Joseph our guide, dressed in a goat-skin skirt led us to the fenced area of the huts. Oh! That plaited orange hair of the women – just like the photos I’d seen in magazines! These are actually wigs that proclaim the tribe of Bantu. The “hair” is made of strings that are harvested from a special type of leaf. We saw a woman smashing the outer bark and extracting from it, string-like fibers. Thin, supple and strong, these are almost like nylon strings and used as such. Ochre and animal fat are mixed to dye the strings and then weave plaits and elaborate hairstyles. Labor intensive but how cool! Of course I had to try on a wig, finding it surprisingly light. The same string is used to make jewelry out of small nuts and seeds, pumpkin seeds being the bulk of the beads. In one corner, a woman had the backbreaking job of pounding the kernels of a kind of corn into flour.

The tedious a task of kneading of an animal skin to make it wearable was the same I’d seen in the San village of Khwe. Similar too was the bowl woven from strands of palm leaves. But here was something different – a woman sat weaving reeds to be turned into cone shaped baskets that are used to catch fish. Yet another was weaving thatch to be used as roofs and walls of the round huts. An older woman sat splitting nuts to get the soft inner kernel. It tasted like macadamia to me. Delicious!

The chores of men and women are separate, says Joseph, and the potter is an important figure in the village. He uses clay from the riverbed to fashion pots and to create realistic miniature figures of cattle. A prospective groom in this tribe needs to present figures of cattle until he can provide actual ones if he has any hopes of marrying. The length of the statute remained unclear. Next to him sat another man, carving toy mokoros out of a light wood. I did not recognize the name but it felt like balsa. Another woodcarver made bows and arrows from a special kind of wood.

And sometimes the arrows are metal tipped for which a metalsmith was needed. We saw them too. One, operating goatskin bellows while the other pounded and flattened an arrowhead. In the old days, said Joseph, this particular skill was kept secret from women. Since women marry and enter their husbands’ tribes, heaven forbid they give away the secret of blacksmithing to other tribes! The musicians – one on a finger piano and another with a string harp were men, strangely not women. In another surprise, the mats used on the floors inside the huts were woven by men as well. I would have expected this task to be for women. The man flattened a particular kind of reed on a wooden block and then wove them in a simple interlocking pattern.

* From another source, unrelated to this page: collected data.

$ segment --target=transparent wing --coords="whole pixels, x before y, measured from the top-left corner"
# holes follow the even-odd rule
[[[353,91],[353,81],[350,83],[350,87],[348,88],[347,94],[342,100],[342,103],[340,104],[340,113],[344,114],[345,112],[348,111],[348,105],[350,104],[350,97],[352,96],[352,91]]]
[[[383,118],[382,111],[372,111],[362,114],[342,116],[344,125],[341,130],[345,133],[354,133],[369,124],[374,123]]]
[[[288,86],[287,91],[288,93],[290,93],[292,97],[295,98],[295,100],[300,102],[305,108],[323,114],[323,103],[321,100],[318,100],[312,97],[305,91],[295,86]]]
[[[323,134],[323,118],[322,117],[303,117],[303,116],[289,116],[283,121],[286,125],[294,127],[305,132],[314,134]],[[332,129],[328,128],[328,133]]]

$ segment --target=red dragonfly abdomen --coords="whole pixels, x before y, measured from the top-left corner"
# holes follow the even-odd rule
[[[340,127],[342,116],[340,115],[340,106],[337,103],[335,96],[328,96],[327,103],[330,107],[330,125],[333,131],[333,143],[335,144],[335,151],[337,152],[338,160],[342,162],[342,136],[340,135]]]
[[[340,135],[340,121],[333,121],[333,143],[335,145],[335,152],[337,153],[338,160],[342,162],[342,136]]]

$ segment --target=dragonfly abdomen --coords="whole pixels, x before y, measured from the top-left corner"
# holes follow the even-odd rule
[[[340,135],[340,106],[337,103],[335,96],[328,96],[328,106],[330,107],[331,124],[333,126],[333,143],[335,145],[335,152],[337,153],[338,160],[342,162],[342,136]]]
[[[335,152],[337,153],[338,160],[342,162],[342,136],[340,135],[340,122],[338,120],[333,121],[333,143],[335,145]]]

A fascinating aspect was the many leaves, herbs, flowers and roots that are used for medicine. For stomachaches, headaches, contraception, to cure coughs, to heal wounds and reduce swellings. Joseph picked up each twig or leaf or flower and explained its usage. Imagine, a pharmacy in and around camp and all of it natural. Again I thought of what I had learned in the Amazon – just as fascinating and amazing. The Bantu seem exuberant and games are a large part of the their life. A mancala-like game with rules that I did not entirely get were played enthusiastically. The pieces were the same nuts we’d seen split and in one guessing game they used a single red hidden in piles of sand. This is a forest version of three cups sleight of hand I imagine.

The infectious smiles and easy laughter of the Bantu naturally meant music and dancing was a large part of their life. And soon we were treated to some rousing dances. Both men and women dance with gusto, wearing the skirts made of short lengths of reeds adding to the music with their clacking sounds. The energetic foot stomping on the dry sand soon creates quite a cloud. Bettina decides to join in but needs a breather after half a dance while the others stomp on.

Even after the demonstration was over and we were leaving, they were pounding the drums as some continued to shuffle on. The grins and smiles and shouted goodbyes resonated as we left.